La réponse semble élémentaire. Cette histoire se déroule dans la campagne turinoise à la fin du XVIIe siècle. C’est une évidence : les communautés paysannes et les masses populaires urbaines de ce temps sont encore très superstitieuses. Leur ignorance et leur irrationalité les exposent aux agissements d’un homme avide d’exercer son pouvoir de domination sur les âmes, de les manipuler. Sauf qu’on n’a toujours pas vraiment compris ni expliqué le problème : d’où vient le pouvoir de cet homme ?

C’est l’une des questions à laquelle l’historien Giovanni Levi essaie de répondre dans son livre Le Pouvoir au village (1985), qui prend pour point de départ ce qui nous apparaît aujourd’hui comme une banale anecdote. Et la leçon n’est pas mince. Plutôt que de considérer que le peuple est fondamentalement naïf et idiot, qu’il se décide en dépit du bon sens, Levi voit à l’œuvre dans les comportements et l’économie morale populaire une rationalité sélective, une intelligence des situations, bref des stratégies. Il s’agit dès lors d’en rabattre sur la condescendance à l’encontre des conduites du peuple. En échafaudant des propositions qui ordonnaient hiérarchiquement l’éventail causal des malheurs, l’exorciste a bien offert une étiologie efficace, en résonance avec son temps. Mais là n’est pas l’essentiel : Chiesa n’a remporté aucune victoire idéologique définitive, comme le signifie la disparition quasi immédiate de toute trace de son existence après sa condamnation. Le surnaturel et les fantasmes ne disent pas tout. La prédication fruste de l’exorciste s’est imposée, non pas parce qu’elle a coïncidé avec un système immobile d’idées et de valeurs, mais parce qu’elle a permis à des groupes d’organiser, autour d’un personnage ambigu, leur possibilité d’agir face à ce qu’ils ressentaient comme une intensification de l’incertitude à un moment où les rapports de force territoriaux étaient remis en cause. Il est beaucoup plus convaincant de resituer l’ensemble dans les jeux d’échelle entre villes et campagnes, centres et périphéries, alliances matrimoniales et concurrences familiales. Ceux qui ont demandé à être exorcisés étaient tous des personnages secondaires dans leurs groupes parentaux respectifs. Minoritaires, relégués, marginalisés dans les relations sociales, ils ont pu, à travers Chiesa, affirmer une place qui leur était déniée. Ces notables, ces paysans, ces métayers refusaient l’anéantissement qui se profilait devant eux : face aux troubles que connaissait le village, ils ont obligé les autres à intervenir. L’enjeu consistait pour ces femmes et ces hommes trop vite qualifiés de crédules, à rappeler qu’être contraint de composer avec l’imprévisible, cela veut dire également qu’aucun processus n’est jamais inéluctable, que tout changement mis en œuvre est aussi le fruit de la rencontre entre tous les protagonistes d’une société.

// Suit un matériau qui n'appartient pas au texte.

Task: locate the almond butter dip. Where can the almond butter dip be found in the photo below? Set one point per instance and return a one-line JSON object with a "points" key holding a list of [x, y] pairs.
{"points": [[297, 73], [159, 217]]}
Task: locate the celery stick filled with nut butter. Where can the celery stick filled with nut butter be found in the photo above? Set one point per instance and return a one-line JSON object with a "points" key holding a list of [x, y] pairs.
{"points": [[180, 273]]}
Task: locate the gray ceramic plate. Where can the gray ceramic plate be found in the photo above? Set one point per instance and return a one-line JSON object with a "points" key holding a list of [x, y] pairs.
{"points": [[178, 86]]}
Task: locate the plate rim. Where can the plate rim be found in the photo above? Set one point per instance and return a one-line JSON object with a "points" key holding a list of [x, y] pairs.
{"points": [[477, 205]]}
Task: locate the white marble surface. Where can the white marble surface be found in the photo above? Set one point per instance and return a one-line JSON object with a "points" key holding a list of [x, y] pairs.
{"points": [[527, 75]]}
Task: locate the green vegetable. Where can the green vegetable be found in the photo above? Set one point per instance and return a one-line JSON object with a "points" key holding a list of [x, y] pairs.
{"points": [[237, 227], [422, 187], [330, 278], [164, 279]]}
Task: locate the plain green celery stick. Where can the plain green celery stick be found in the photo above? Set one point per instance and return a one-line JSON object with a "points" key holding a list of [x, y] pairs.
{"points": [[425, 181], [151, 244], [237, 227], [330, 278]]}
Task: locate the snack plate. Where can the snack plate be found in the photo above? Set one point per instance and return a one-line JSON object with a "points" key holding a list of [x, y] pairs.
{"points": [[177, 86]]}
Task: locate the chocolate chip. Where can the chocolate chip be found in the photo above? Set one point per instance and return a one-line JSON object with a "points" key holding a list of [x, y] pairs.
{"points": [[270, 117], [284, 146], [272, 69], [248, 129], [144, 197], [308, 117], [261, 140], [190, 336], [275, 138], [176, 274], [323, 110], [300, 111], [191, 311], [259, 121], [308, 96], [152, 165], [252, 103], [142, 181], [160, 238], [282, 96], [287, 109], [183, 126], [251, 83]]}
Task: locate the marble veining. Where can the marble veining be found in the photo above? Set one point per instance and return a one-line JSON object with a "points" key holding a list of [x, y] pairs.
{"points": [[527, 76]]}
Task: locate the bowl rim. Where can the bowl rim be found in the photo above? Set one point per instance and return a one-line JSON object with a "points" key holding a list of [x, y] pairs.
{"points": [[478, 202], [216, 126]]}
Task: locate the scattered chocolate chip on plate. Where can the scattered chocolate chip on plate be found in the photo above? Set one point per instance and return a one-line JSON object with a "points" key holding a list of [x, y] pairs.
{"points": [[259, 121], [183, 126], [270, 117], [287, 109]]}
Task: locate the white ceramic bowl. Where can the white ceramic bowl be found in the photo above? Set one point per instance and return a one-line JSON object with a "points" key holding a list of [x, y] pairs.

On peut toujours continuer à penser que les masses sont incapables d’exprimer un projet politique cohérent parce qu’elles ne comprennent rien à rien et qu’elles croient en tout et n’importe quoi. Somme toute que la plèbe est incontrôlable et versatile. Ce que dit le « ils l’ont bien cherché » tenu par ceux, vexés comme des poux, qui refusent d’admettre leur défaite. On peut aussi, à l’instar de Levi, renverser le raisonnement. Il y aurait non pas l’adhésion populaire à une pensée obscure, mais l’expression d’une soif de vitalité démocratique et le souci de vivre au mieux dans un monde incertain. On pourrait rêver d’une politique, ni haute, ni basse, mais « au ras du sol », exactement à la hauteur à laquelle les pieds se trouvent à plat par terre pour que tout le monde puisse se tenir debout.